问题
I currently have a single collection with 40 million documents and index size of 25 GB. The collections gets updated every n minutes and as a result the number of deleted documents is constantly growing. The data in the collection is an amalgamation of more than 1000+ customer records. The number of documents per each customer is around 100,000 records on average.
Now that being said, I 'm trying to get an handle on the growing deleted document size. Because of the growing index size both the disk space and memory is being used up. And would like to reduce it to a manageable size.
I have been thinking of splitting the data into multiple core, 1 for each customer. This would allow me manage the smaller collection easily and can create/update the collection also fast. My concern is that number of collections might become an issue. Any suggestions on how to address this problem.
Solr: 4.9
Index size:25 GB
Max doc: 40 million
Doc count:29 million
Thanks
回答1:
I had the similar sort of issue having multiple customer and big indexed data.
I have the implemented it with version 3.4 by creating a separate core for a customer.
i.e One core per customer.

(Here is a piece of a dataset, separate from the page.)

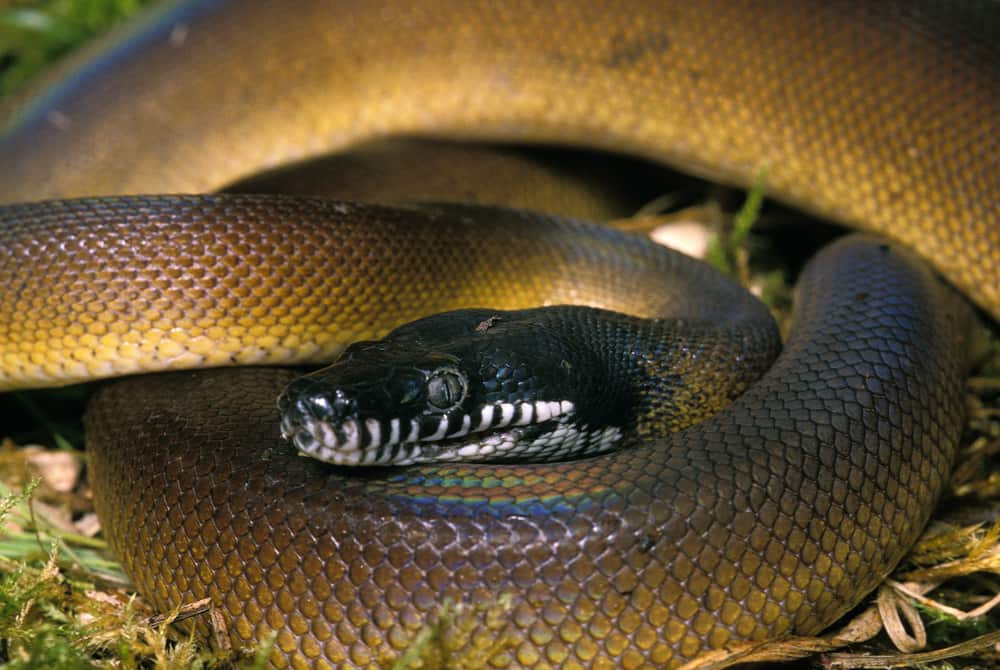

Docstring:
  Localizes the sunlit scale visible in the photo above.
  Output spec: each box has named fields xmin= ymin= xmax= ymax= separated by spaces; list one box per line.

xmin=281 ymin=400 xmax=592 ymax=465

Creating core is some sort of creating indexes or splitting the data as like we do in case of sharding...
Here you are splitting the large indexed data in different smaller segments.
Whatever the seach will happen it will carry in the smaller indexed segment.. so the response time would be faster..
I have almost 700 core created as of now and its running fine for me.
As of now I did not face any issue with managing the core...
I would suggest to go with combination of core and sharding...
It will help you in achieve
Allows to have a different configuration for each core with different behavior and that will not have impact on other cores.
you can perform action like update, load etc. on each core differently.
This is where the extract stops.